Rachel Kessler, WITS Writer-in-Residence:
“I’m looking forward to reading, er, this is what is teetering at the tippy top of my architecturally unsound nightstand pile:

Thinking, Fast and Slow, by Daniel Kahneman
There but for The, by Ali Smith
When God Talks Back by T.M. Luhrmann
Creating a Movement with Teeth: The George Jackson Brigade and the Anti-Capitalist Underground of the 1970s by Daniel Burton-Rose
Native Seattle by Coll Thrush”

Wood Graham, SAL Board Member:
“After starting then stopping, then starting, then stopping  A Little Life by Hanya Yanagihara, I’ve recommitted myself to its completion. I want to like it more than I do, but its narrative is strong, faceted, grim, hidden and much more.

I’d like to read M Train by Patti Smith, and all the recent rabidly appreciative words I’ve read about Elena Ferrante make me want to start in on the Neapolitan Novels:  My Brilliant Friend, The Story of a New Name, Those Who Leave and Those Who Stay and The Story of the Lost Child.”

Sierra Nelson, WITS Writer-in-Residence:
“This winter, I’m looking forward to reading Thunder & Lightning: Weather Past, Present, Future by Lauren Redniss (I loved her previous book Radioactive: Marie & Pierre Curie: A Tale of Love and Fallout — the art and the writing).

Anastacia Tolbert, WITS Writer-in-Residence:
“I rarely get a chance to read for the pleasure of reading! This holiday I plan to read: Natasha Ria El-Scari’s Screaming Times, Khadijah Queen’s Fearful Beloved, Kamilah Aisha Moon’s She Has a Name and Bettina Judds’ Patient.
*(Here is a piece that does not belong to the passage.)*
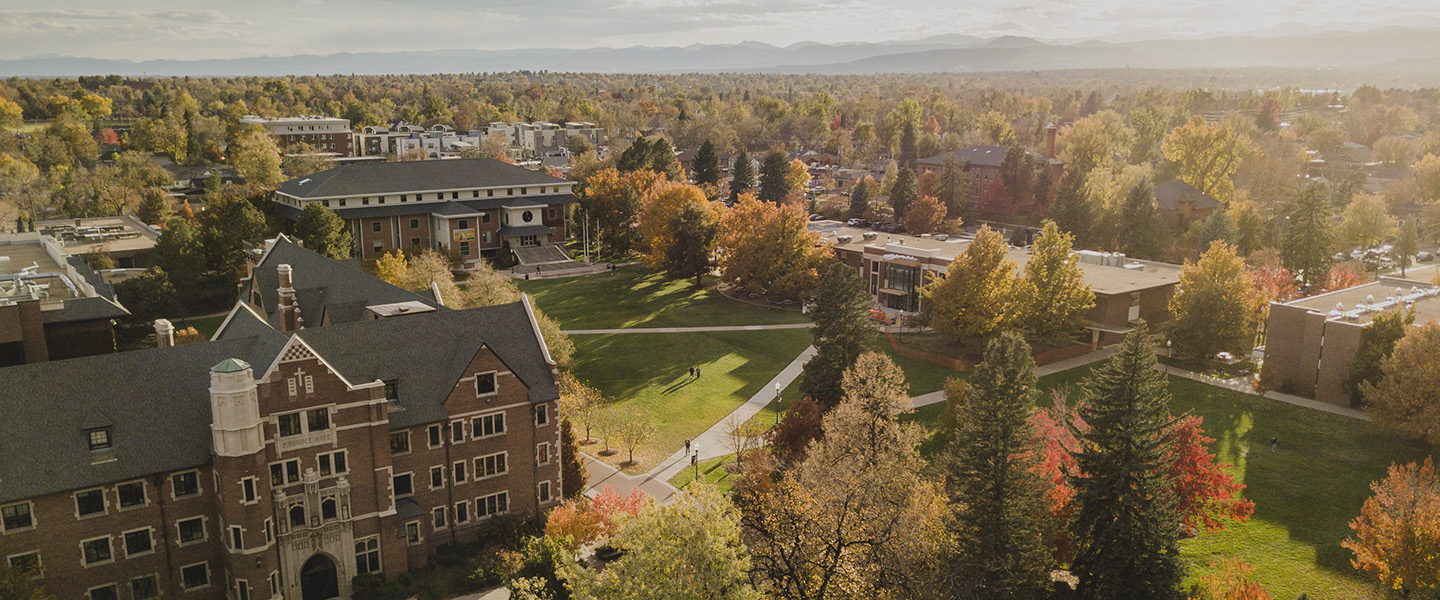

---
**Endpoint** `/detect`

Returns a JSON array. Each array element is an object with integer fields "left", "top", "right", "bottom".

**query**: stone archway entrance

[{"left": 300, "top": 554, "right": 340, "bottom": 600}]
Ruth Dickey, Executive Director:
“I must begin with a confession – I secretly love plane trips, because they are one of the few times there is literally nothing I am expected to do except read. On my last flight, my seatmate even asked, ‘Don’t your eyes get tired?’ I should also confess that I am notorious for bringing too many books, more than I could possibly read. So with that in mind, it will be no surprise that I’m planning to pack more books than is probably wise. But that’s part of the fun! I will be carrying, and hopefully finishing: Purity, by Jonathan Franzen; People of the Book, by Geraldine Brooks (both for my book club AND because she’s coming in January); and the first two Elena Ferrante Books.”